ASHRAE’s 32 voting member committee, which included representatives from the CDC, the Association of Water Technologies, and the American Society of Health Care Engineers and others, spent 10 years developing the new standard. It’s written in “code-compatible language” making it easier for agencies and jurisdictions to adopt it and turn it into regulations.

“It’s a very big deal,” said Bill Pearson, who recently retired after 40 years of working in water treatment and was part of the committee (Pearson now works with Stout at the Special Pathogens Lab). “Even though it’s not a law or required, it represents a standard of care.”

The standard is not prescriptive, he explained, in that it doesn’t outline specifics on how exactly to prevent the bacteria or treat water systems.

“There’s no one strategy,” said Pearson. “Everyone wants a definitive, specific answer, like ‘oh I have legionella, I can get a shot of anti-legionella.”

But, he said, that just doesn’t exist. Instead, the new standard outlines a roadmap for a risk management process. It’s multi-faceted and involves regular cleaning and maintenance of cooling towers. For example, are the drift eliminators working correctly? These are parts of the system that prevent any mist from seeping out and being inhaled.

“You have to assemble a team to do analysis of the water systems, develop control strategies, verify that you’re implementing them, and then validate that the control strategies are effective,” explained Pearson.

There are no official federal rules for Legionnaires’ disease. OSHA has recommendations for how to respond to possible cases. But the CDC backs the ASHRAE standard and recently came out with a tool kit for water managers.

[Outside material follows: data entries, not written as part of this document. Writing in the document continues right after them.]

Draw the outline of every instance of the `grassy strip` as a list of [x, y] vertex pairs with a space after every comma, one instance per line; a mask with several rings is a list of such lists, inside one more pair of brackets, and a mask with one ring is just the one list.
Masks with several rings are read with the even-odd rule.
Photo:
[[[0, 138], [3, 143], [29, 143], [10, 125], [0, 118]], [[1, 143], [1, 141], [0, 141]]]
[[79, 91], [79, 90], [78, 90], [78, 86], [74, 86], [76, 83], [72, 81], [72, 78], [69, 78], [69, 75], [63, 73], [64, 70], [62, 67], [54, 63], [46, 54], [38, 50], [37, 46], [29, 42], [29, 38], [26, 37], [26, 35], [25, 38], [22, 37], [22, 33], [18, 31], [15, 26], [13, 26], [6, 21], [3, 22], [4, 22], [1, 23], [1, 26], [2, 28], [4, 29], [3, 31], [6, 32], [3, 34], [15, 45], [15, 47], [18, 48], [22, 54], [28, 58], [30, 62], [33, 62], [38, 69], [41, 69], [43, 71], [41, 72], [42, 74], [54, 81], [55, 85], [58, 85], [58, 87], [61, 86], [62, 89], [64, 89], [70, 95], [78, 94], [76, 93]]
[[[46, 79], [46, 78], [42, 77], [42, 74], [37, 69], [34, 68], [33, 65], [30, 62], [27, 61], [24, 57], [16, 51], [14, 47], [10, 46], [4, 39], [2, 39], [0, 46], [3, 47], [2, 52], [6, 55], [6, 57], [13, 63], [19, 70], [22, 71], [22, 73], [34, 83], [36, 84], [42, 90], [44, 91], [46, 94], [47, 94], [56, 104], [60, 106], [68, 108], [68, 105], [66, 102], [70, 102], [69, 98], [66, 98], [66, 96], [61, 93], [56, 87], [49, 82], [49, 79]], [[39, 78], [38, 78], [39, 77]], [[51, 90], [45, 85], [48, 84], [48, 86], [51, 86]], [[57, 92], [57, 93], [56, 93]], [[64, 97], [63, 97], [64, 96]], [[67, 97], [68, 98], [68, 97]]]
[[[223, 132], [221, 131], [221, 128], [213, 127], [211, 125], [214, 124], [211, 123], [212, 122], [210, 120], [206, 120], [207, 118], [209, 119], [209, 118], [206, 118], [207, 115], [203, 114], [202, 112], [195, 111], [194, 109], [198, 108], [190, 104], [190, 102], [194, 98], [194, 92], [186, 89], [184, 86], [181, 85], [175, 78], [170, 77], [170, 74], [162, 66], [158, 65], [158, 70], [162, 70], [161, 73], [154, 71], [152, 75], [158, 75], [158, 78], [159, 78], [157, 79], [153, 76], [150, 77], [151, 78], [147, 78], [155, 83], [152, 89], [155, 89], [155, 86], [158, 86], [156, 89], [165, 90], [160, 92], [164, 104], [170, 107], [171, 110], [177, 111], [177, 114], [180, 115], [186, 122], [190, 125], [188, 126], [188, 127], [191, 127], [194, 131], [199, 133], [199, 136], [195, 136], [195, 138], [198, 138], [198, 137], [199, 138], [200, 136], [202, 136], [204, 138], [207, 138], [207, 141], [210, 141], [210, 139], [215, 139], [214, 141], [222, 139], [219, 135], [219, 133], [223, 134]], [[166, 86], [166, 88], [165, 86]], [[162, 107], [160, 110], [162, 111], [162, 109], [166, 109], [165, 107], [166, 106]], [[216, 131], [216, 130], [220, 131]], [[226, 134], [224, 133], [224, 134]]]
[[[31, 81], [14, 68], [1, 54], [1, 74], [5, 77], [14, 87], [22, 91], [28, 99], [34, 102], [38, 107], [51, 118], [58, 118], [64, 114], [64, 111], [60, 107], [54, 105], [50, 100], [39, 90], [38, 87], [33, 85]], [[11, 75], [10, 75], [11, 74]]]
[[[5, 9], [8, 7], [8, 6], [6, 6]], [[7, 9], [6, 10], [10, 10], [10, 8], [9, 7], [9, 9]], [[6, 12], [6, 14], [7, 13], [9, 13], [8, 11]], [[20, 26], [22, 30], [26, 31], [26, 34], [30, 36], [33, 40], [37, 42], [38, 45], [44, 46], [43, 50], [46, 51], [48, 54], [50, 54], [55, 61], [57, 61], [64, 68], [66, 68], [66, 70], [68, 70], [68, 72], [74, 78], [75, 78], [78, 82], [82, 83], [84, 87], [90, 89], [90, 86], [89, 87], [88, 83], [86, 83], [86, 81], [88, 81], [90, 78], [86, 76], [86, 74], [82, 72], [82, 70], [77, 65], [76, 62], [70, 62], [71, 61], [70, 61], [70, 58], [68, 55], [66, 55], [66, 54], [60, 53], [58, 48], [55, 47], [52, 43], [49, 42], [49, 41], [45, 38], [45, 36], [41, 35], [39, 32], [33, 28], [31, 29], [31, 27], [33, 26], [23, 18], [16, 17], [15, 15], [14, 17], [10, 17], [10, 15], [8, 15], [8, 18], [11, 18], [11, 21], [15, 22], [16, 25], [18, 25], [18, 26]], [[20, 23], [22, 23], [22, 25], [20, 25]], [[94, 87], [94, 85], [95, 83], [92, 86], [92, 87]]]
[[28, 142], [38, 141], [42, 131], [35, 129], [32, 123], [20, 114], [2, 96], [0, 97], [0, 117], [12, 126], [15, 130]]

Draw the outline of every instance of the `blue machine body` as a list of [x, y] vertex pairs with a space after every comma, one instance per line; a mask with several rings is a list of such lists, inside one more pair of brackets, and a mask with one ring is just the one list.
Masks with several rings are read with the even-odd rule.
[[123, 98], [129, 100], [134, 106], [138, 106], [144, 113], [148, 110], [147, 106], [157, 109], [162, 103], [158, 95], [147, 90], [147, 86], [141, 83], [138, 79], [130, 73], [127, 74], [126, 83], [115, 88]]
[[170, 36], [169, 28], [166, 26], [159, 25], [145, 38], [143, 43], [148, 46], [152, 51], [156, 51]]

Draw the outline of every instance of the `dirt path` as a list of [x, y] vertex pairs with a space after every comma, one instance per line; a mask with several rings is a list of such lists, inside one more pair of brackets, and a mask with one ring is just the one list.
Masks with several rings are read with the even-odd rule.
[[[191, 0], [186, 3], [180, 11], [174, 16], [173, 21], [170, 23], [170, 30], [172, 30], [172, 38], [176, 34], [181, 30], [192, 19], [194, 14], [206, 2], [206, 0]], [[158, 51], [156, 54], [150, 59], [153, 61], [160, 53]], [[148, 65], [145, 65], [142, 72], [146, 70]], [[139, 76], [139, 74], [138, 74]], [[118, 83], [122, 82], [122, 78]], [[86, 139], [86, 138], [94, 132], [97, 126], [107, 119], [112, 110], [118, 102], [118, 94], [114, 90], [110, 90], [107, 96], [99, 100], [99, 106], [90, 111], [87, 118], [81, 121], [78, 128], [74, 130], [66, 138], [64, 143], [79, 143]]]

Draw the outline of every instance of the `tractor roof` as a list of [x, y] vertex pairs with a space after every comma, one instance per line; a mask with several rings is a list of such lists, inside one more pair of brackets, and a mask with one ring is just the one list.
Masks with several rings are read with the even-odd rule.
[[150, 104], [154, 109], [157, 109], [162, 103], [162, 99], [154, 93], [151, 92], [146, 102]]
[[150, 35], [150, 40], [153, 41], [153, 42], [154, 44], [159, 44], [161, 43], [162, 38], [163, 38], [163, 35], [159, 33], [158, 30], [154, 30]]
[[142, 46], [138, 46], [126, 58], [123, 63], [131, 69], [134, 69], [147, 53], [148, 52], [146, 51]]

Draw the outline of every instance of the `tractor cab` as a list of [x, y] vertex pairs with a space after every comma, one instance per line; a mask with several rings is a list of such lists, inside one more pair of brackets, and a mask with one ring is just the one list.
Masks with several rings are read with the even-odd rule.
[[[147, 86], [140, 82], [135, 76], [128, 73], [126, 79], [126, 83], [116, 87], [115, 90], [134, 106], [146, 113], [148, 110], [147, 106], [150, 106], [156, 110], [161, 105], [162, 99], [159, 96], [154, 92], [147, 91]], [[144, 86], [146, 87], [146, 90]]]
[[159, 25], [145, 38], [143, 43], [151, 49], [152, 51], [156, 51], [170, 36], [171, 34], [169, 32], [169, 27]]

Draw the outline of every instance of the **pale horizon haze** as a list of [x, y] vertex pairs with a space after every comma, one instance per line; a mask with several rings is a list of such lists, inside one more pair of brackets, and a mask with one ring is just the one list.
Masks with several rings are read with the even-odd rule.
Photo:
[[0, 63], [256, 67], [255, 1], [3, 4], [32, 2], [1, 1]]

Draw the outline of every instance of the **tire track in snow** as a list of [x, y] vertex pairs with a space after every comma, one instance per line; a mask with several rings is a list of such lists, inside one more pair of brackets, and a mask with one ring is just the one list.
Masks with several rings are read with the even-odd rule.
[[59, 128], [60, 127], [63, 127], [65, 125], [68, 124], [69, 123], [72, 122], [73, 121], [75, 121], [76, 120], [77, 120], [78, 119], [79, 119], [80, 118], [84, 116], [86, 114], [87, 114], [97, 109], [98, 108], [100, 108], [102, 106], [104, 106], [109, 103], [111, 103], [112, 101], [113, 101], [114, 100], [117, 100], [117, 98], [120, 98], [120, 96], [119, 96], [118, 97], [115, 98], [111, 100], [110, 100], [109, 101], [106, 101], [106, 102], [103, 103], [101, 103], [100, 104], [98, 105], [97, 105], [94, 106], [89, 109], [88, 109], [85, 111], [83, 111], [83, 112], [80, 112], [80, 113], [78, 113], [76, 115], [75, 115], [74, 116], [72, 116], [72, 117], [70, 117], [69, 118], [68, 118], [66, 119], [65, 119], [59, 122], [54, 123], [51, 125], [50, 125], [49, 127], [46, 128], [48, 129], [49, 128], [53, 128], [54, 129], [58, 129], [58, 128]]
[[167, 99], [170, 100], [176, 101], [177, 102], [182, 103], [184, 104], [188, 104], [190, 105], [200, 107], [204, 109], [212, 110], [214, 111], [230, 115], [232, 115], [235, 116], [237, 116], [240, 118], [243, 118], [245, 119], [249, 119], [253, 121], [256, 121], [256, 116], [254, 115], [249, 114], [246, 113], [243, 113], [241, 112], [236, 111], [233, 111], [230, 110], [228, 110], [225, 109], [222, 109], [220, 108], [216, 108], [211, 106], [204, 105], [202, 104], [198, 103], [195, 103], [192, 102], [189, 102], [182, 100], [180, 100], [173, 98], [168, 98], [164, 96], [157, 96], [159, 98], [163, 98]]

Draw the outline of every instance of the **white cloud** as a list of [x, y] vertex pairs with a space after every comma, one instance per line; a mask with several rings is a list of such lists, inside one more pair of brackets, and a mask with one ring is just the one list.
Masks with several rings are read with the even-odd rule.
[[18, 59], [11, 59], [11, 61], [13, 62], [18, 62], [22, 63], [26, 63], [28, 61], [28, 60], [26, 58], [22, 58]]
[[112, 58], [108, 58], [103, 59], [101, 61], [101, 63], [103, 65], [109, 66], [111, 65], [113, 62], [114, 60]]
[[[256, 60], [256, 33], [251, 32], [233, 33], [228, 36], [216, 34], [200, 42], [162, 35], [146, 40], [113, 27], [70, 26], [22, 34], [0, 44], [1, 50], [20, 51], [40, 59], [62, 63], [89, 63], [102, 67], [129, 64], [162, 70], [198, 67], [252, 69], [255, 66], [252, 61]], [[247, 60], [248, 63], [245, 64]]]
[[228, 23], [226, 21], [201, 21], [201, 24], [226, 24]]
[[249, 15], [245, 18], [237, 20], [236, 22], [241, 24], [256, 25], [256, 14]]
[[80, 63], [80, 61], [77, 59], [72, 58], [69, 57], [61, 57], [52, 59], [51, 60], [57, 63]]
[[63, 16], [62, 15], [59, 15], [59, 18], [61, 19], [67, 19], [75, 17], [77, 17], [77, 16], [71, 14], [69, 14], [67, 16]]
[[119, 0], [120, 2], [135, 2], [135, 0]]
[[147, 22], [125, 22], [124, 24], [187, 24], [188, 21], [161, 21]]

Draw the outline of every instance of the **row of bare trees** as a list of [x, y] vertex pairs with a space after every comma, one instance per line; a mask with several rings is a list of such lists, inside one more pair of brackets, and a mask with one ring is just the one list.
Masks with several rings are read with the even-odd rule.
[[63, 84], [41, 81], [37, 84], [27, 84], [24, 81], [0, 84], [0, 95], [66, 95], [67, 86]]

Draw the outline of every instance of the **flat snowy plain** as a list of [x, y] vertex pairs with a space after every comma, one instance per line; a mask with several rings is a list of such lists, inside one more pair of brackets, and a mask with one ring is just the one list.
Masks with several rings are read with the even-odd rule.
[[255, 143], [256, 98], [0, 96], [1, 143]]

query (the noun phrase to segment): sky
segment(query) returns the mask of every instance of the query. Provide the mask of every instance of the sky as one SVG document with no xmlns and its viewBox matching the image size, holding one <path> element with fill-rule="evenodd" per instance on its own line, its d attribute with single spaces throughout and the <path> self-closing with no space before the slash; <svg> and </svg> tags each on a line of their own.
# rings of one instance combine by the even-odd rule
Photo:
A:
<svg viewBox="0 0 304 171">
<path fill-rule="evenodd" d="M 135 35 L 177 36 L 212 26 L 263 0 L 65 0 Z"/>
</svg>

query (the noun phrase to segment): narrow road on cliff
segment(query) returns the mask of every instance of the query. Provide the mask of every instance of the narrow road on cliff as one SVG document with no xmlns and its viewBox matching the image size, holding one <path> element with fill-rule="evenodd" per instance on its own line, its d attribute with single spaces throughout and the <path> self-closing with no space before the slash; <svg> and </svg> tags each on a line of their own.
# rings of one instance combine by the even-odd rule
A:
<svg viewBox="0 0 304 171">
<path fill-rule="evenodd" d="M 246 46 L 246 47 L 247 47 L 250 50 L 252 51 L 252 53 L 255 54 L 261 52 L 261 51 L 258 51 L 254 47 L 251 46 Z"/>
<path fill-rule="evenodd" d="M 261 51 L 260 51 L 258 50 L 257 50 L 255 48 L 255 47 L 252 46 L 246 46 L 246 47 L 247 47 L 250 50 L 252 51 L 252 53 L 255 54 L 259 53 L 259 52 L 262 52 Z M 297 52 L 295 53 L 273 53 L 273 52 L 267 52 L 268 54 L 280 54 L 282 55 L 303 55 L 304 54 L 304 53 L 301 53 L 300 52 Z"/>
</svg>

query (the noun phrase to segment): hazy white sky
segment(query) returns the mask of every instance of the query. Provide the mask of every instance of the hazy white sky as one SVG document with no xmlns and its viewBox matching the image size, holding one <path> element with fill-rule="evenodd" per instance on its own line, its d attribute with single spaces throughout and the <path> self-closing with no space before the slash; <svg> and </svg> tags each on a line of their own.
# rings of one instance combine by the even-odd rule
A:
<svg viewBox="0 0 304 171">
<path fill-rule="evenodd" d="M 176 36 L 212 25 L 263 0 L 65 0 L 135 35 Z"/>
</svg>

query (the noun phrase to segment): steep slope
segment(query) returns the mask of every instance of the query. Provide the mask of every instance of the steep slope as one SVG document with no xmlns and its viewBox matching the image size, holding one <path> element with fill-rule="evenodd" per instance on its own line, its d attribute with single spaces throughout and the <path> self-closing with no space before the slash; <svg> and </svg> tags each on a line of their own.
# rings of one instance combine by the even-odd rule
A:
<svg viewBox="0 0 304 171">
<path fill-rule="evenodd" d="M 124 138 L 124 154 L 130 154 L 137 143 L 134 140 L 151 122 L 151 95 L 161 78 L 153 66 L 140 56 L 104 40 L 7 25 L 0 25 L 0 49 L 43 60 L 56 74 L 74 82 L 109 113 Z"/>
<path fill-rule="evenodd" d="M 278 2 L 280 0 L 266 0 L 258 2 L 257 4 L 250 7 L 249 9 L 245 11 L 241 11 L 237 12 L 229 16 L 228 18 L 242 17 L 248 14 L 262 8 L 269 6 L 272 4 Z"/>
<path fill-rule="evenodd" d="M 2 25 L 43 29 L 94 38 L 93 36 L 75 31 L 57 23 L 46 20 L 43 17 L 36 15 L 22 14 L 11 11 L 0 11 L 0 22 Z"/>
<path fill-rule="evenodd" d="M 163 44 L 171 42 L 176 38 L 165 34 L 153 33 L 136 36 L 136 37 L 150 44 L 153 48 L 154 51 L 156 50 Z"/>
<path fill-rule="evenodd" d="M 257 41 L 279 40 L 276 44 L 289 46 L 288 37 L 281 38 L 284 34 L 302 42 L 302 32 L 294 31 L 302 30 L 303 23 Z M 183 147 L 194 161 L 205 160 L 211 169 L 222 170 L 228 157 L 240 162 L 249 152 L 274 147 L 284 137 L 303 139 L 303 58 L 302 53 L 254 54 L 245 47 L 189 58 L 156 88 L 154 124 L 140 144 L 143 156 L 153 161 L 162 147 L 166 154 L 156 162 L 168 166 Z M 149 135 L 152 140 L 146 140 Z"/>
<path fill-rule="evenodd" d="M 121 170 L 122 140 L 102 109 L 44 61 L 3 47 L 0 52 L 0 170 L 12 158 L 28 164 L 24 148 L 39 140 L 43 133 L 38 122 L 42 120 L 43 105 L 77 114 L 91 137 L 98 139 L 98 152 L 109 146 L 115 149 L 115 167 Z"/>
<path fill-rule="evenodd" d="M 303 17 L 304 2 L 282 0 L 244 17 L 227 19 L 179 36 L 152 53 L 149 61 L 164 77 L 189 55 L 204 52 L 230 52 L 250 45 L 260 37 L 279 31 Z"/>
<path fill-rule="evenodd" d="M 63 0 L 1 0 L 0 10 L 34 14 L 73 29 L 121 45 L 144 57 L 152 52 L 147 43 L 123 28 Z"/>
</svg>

Most notably, New York City adopted parts of the standard last year, after experiencing its worst outbreak in history. Enforcement of Local Law 77, as it’s called, began this spring. The city now requires buildings with cooling towers to register them, show evidence that they’re maintaining, testing and if necessary, treating them. They must pass quarterly inspections.

“The important thing is awareness and controlling the growth of bacteria in these water systems,” said Stout. “If we do that successfully, then people can relax and know the danger has been controlled. The problem is ignoring the problem.”